Ma connaissance de l'oeuvre du prolixe écrivain français se limitait jusqu'à présent aux « Trois mousquetaires » version Bibliothèque verte. Autrement dit pratiquement rien. Pour mes quasi premiers pas dans la découverte d'
Alexandre Dumas, j'ai choisi «
le Capitaine Pamphile », attiré par la quatrième de couverture qui annonçait un récit « plein de gaieté et de verve, de burlesque parodique », mais aussi « une oeuvre sombre », « un chef-d'oeuvre unique chez Dumas » qui « aurait pu être signé de Sterne, ou de Swift ». C'est plus qu'il n'en fallait pour me décider.
«
le Capitaine Pamphile » contient deux récits imbriqués l'un dans l'autre. Dans l'un, le narrateur,
Alexandre Dumas lui-même, raconte les aventures tragi-comiques de divers animaux, Gazelle la tortue, Mlle Camargo la grenouille, les singes Jacques Ier et Jacques II, et l'ours Tom. Ces bêtes sont le jouet de leurs passions bien humaines et les victimes de la cruauté et de la bêtise des hommes. Elles appartiennent à un ami d'
Alexandre Dumas, le peintre Decamps, dans l'atelier duquel se réunit une joyeuse compagnie d'artistes et de scientifiques. L'un d'eux, Jadin, se propose de lire les aventures du Capitaine Pamphile, dans lesquelles on apprend entre autres choses comment Jacques Ier et Tom sont arrivés chez Decamps. C'est le deuxième récit.
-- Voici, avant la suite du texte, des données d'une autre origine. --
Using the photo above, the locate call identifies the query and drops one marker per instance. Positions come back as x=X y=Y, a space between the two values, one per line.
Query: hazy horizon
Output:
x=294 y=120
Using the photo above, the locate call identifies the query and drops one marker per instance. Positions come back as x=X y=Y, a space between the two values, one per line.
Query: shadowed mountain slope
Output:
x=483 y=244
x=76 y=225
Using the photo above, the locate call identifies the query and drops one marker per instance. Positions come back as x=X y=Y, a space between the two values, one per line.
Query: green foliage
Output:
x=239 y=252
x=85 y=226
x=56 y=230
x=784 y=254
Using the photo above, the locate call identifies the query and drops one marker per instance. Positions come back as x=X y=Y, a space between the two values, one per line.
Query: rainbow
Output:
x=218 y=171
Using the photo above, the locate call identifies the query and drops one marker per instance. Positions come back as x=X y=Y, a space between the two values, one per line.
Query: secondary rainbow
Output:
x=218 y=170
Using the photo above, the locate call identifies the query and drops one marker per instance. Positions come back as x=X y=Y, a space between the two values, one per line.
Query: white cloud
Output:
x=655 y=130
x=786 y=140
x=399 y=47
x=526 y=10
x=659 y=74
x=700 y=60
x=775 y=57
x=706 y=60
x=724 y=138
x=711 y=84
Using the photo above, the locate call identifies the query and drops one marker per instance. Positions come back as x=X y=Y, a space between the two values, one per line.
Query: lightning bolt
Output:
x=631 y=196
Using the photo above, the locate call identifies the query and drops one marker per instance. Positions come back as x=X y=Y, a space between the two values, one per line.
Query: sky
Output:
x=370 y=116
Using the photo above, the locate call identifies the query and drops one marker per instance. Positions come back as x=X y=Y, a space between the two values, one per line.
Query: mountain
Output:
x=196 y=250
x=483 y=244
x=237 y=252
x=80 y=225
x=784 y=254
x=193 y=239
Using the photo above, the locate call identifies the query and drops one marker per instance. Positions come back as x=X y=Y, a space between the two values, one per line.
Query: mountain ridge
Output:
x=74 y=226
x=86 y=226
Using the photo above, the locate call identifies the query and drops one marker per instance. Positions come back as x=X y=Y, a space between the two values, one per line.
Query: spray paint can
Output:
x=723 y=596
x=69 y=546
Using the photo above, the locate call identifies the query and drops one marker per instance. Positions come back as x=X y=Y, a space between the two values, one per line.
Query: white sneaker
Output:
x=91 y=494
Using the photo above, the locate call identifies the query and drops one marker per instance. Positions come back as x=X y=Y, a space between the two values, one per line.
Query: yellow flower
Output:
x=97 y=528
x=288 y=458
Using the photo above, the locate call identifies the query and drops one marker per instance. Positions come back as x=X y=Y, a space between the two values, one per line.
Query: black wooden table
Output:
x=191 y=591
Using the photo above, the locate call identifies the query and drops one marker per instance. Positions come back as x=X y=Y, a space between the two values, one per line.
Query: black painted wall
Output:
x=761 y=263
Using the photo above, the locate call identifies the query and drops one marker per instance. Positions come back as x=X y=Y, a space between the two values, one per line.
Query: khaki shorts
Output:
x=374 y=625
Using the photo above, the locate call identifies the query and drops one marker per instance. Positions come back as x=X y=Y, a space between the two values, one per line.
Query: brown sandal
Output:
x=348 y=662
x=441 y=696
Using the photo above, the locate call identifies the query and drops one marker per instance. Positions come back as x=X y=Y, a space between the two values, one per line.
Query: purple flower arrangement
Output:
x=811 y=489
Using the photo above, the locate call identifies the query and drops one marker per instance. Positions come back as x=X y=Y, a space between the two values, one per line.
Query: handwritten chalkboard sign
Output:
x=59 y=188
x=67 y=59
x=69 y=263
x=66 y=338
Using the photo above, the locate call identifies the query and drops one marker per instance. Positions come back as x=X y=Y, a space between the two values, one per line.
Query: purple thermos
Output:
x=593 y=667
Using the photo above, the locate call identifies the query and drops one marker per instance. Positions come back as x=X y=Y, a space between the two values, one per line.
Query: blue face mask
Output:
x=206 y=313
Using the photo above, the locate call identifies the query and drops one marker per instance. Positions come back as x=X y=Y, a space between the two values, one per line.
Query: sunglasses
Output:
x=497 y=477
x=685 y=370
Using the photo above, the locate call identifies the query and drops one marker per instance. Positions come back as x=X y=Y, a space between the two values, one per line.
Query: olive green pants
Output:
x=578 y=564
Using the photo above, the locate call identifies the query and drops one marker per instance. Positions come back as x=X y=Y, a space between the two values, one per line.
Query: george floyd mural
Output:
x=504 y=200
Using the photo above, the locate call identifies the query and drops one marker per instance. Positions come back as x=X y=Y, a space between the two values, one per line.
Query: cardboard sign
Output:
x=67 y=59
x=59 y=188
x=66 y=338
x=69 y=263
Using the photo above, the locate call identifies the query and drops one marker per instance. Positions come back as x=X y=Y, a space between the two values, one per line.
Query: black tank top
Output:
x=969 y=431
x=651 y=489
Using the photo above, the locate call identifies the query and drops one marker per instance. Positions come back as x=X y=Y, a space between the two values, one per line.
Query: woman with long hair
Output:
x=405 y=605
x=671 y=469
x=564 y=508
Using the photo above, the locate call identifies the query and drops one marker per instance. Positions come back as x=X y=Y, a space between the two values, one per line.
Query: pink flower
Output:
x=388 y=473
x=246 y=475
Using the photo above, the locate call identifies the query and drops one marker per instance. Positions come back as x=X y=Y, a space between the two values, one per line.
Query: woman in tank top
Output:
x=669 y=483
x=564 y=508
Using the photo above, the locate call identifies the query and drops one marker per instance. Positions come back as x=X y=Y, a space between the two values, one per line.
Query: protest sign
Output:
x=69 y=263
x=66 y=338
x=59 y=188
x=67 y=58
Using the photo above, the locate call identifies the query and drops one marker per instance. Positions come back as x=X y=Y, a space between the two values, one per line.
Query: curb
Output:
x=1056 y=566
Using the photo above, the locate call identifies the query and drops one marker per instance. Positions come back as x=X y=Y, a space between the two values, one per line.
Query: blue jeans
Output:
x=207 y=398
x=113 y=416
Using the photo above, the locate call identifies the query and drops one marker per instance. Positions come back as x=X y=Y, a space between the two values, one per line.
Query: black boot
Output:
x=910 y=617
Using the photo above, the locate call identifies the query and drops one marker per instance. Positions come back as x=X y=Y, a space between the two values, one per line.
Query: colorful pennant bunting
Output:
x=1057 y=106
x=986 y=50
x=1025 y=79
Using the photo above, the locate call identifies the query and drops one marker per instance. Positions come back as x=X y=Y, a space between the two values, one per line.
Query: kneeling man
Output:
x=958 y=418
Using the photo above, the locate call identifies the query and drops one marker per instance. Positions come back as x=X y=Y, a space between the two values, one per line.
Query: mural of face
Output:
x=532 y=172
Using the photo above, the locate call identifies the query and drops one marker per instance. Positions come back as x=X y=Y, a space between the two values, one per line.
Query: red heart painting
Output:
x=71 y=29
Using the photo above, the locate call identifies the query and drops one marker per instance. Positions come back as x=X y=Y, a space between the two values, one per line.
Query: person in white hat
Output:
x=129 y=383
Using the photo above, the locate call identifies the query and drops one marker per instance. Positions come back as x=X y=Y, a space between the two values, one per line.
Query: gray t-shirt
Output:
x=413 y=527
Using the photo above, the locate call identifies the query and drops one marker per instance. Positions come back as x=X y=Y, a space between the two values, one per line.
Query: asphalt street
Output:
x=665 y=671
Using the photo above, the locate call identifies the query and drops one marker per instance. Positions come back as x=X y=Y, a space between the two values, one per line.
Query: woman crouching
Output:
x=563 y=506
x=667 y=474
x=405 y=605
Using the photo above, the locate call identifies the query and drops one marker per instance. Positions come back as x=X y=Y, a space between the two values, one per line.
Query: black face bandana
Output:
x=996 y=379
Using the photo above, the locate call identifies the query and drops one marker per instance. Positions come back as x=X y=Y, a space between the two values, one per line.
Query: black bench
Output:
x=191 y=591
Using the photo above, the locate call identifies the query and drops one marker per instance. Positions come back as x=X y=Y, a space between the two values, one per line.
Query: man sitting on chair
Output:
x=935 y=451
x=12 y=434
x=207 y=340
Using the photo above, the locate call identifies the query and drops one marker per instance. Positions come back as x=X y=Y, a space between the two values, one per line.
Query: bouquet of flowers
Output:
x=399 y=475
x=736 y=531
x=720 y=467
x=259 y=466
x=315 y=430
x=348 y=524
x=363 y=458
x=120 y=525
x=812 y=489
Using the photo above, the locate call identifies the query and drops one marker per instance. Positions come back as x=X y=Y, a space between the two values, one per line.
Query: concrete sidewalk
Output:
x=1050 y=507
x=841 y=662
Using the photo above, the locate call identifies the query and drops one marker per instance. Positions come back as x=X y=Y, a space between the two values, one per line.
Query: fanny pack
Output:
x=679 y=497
Le Capitaine Pamphile (« aime tout ») porte bien mal son nom. Cet intrépide Provençal fort en gueule commande le brick de commerce la Roxelane. Sa conception du commerce est toutefois fort singulière puisqu'il n'hésite pas à arraisonner et alléger de leur cargaison tous les navires qui ont le malheur de croiser sa route. On le voit aussi, entre Afrique, Amérique et Europe, se livrer à des parties de chasse homériques, affronter une mutinerie, s'échouer sur une baleine, échapper à des Indiens Hurons, se faire passer pour un membre de l'Académie des inscriptions et belles-lettres, provoquer une guerre entre tribus africaines, faire la traite des esclaves, devenir cacique et arnaquer les royaumes d'Angleterre et d'Ecosse.
On aurait tort de voir dans «
le Capitaine Pamphile » un simple récit d'aventures à destination des enfants. Au-delà des péripéties rocambolesques, drôles et enlevées propres à ce genre perce une ironie mordante qui vise cette classe montante de marchands et capitalistes qu'aucune considération morale ne peut arrêter sur la route du profit.
le Capitaine Pamphile en est l'archétype, certes caricatural, qui tue, vole, exploite, extorque et escroque avec une parfaite bonne humeur. Ainsi va le monde à l'aube du capitalisme triomphant. Dans ce contexte, l'auteur propose sa vision sa vision romantique des artistes et intellectuels, dernier refuge contre la barbarie naissante. Qui, de l'homme ou de l'animal, est le plus bestial, semble nous demander Dumas ? Une lecture très réjouissante.